Linda Veneza


Deve haver um outro mundo por detrás de cada amante.

Os passos causavam tal som insignificante ao entrar em contato com os pedregulhos infinitos que revestiam a calçada por onde nossos pés pisavam sem dó, correndo contra o tempo para que nossas vidas se tornassem meramente significantes ao longo da história não contada e do amor recíproco que havia entre nós, seres indefesos que jamais souberam entender da onde vinha tanto encanto.
Dos seus olhos castanhos e profundos, dos cabelos rasos que jamais me permitiram que eu me prendesse meus dedos possessivos entre os fios curtos demais e escorregadios por causa do suor explicado nos mil e um pedidos calados por beijos necessitados.

Dos seus medos que me fazem querer protegê-lo, dos seus sorrisos mais sinceros…

Em meio as ondas não existentes das águas claras desse rio em Veneza, eu te amei e disse pela primeira vez. Sem remorso do nosso futuro traçado e da tristeza que os beijos passavam pelas línguas que por muito se seguraram para dizer aquilo que mais temiam admitir aos céus, trazendo-nos até ali. Naquele barco prestes a afundar nas desonras que  cometeriamos ao sair dali fingindo não se conhecer.

Eu te amo. Sempre te amei… Sabes muito bem disso, não é?

O desejo interrompido trouxe a tona não só a saudade guardada a tempos mas também a dor de não acordar ao lado um do outro toda manhã de primavera meio termo, sem pijama, jogado em meus braços ainda cansados de torná-lo meu todas as noites da minha vida sã, não escondendo nada além de seus nudes mais marginais que exitavam-me de forma incongruente.
Esquecendo os medos por um segundo, eu pude sentir muito mais que sua não-pureza tomando conta de mim assim como minha boca gritava seu nome em meio aos arranhões não cicatrizados e eu via, entre olhos meio fechados, sua boca pedir por mais assim como eu disse ao te beijar pela primeira vez naquele beco perto de seu apartamento que eu já conhecia tão bem quando suas fraquezas e assim sabia, que ao tocar sua pele em baixo da camisa branca, eu o faria se arrepiar sem que uma brisa o faze-se sentir frio na noite em que você retribuiu não só meus lábios, mas meu coração quebrado.

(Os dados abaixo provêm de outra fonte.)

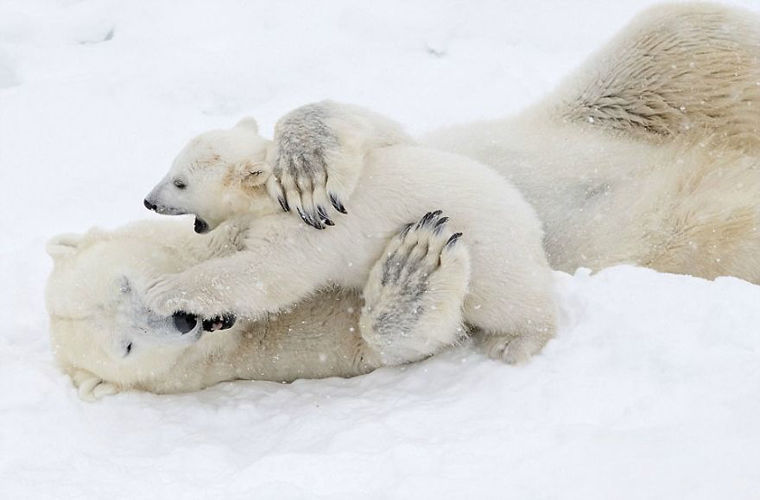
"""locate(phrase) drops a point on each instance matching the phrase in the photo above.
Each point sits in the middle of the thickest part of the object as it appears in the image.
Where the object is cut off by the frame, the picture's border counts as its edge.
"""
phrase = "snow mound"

Talvez você não saiba ou apenas finja não entender, eu te quero a quatro paredes e a quatro continentes… Quero casar-te comigo.

As lágrimas se juntavam ao suor que nossos corpos colados criavam junto aos gemidos abafados por travesseiros e beijos de uma despedida já programada.
Não deveria escapar de minhas mãos tão cedo, mesmo sabendo que logo amanheceria, você relutava em largar a poesia de nosso conjunto não junto.

Meu amor…

Mais uma vez eu te vi sair por aquela porta vermelha, deixando-me largado na cama não arrumada e nas lembranças recentes que perturbavam minha mente, criando uma saudade nova, um desejo incontrolável e um medo, pela vigessima vez, quase não existente mas suficiente para prender-me naquele travesseiro agora tinha seu cheiro impregnado entre minhas lutas internas.

Foda-se.

Corri tanto a procura de tua alma entre as ruas abandonadas pelas pessoas vivas que agora perdiam tempo dormindo em suas camas organizadas e seus sonhos não realizados. Seus cabelos continuavam os mesmos, reconhecendo-lhes tão rapidamente quando a corrida que deu até seus braços relaxados e sua mente perdida em diferentes mundos, menos no nosso.
Sentir seus lábios novamente, tirando a dor de tudo fez-me apertar as pálpebras na tentativa de não imaginar o pior que poderia acontecer ali, naquela rua quase deserta de amor que muitas vezes me fez te deixar ir, sem rumo pelas calçadas de concreto triste.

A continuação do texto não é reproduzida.